COOPER — What exactly is the difference between a mobile and a manufactured home?
Debate on the answer made up the bulk of Cooper’s latest City Council meeting and what, if anything, city officials should do. Ultimately, the decision was made to change a longstanding city law.
In the 1970s, Cooper passed a law disallowing mobile homes from being brought into town without written consent from neighbors within 200 feet. It’s a statute hindering Cooper resident Patrick Williams, his wife and two children from owning their own home — a manufactured home that ultimately will be a pier-and-beam structure, not a trailer on wheels that can be somewhat easily moved.
“I just hope some kind of changes are done,” Williams told the council.

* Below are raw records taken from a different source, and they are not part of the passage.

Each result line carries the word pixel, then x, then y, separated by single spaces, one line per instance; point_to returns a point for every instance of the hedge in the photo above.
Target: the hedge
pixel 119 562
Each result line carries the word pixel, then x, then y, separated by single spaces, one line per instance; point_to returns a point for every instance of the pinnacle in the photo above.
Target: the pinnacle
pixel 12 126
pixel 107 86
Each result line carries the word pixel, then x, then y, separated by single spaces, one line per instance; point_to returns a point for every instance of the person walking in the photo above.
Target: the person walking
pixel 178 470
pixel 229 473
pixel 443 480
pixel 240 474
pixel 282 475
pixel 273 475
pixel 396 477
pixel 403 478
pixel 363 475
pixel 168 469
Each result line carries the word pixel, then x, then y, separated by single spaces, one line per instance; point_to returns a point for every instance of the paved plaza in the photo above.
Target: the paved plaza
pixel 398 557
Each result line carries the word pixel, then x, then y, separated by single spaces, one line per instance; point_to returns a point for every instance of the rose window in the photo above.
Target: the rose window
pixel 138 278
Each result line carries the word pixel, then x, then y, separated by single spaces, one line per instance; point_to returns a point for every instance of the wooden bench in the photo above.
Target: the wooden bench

The couple has received 12 of the 14 signatures required by law for him to place a mobile home on his lot that’s inside city limits. To get those signatures required a trip to Dallas, but now he’s hit a snag — one neighboring property owner is dead with no next of kin to sign in their place, and a neighbor who refuses to sign because she worries her property values will go down.
“She’s done raised her family,” Williams said. “This is our first home, and I have two small boys.

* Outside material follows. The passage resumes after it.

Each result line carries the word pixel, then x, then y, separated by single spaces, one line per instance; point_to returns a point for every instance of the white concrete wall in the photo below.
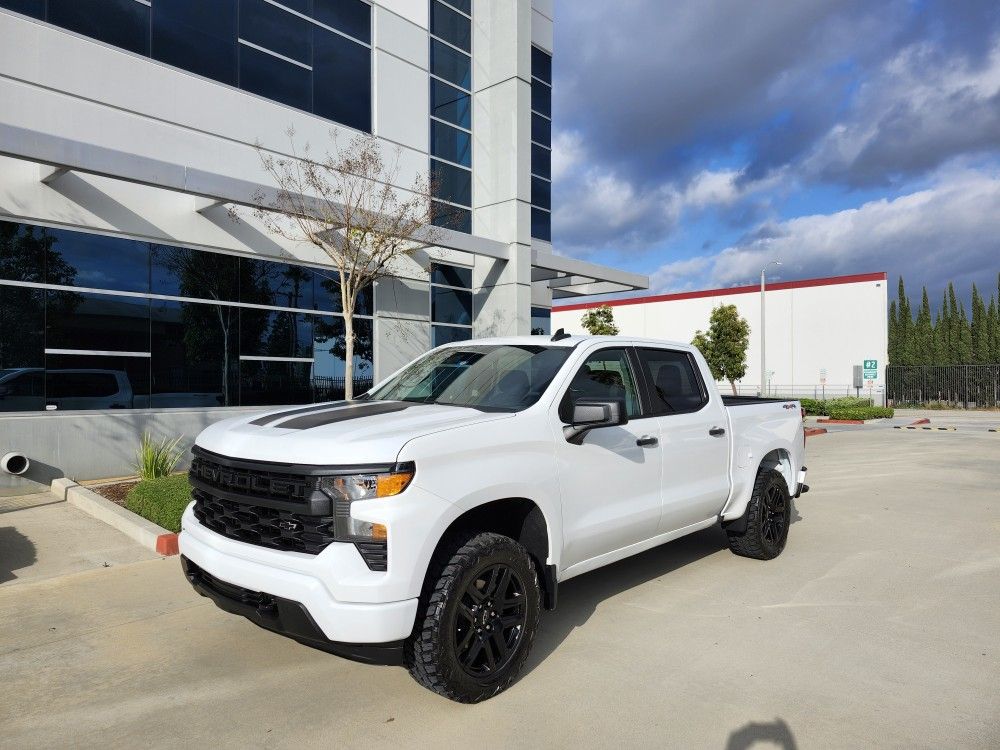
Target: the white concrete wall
pixel 833 326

“She’s told several people she had no problem signing it if we sell her house for her.”
Williams argued to the council the existing law is unfair because as written, homes in Cooper must be built on site or else it’s considered a mobile home, which then enacts the signature requirement.
Williams said he looked to similar statutes in other cities, including Paris, which requires council approval for a mobile or manufacture home placement. Other cities don’t allow them at all.
Councilman Allen Foster said he didn’t like the idea that one holdout should stop a new home in Cooper.
“With just one person stopping this, I don’t think it’s right,” he said. “I still see giving citizens a voice, but just one person shooting it down? No.”
After some back and forth initiated by Mayor Darren Braddy, the council agreed to have city attorney Edgar J. Garrett come up with an amendment allowing would-be mobile or manufactured homeowners to present a percentage majority of signatures, which can be brought to the council who may opt to allow the home. They also agreed to ask the attorney to develop a new allowance for homes with certain types of foundations. The issue was then tabled for the night.
Also on Monday, the council approved lighting and sound improvements to the pagoda on the square, paid for by the city’s economic development corporation, and waiving tap fees and water, sewer and waste fees for a year for AWP should they decide to come to Cooper. AWP, a flagging company for road crews, Braddy said, has outgrown its Sulphur Springs business and is looking to possibly move its office to Cooper.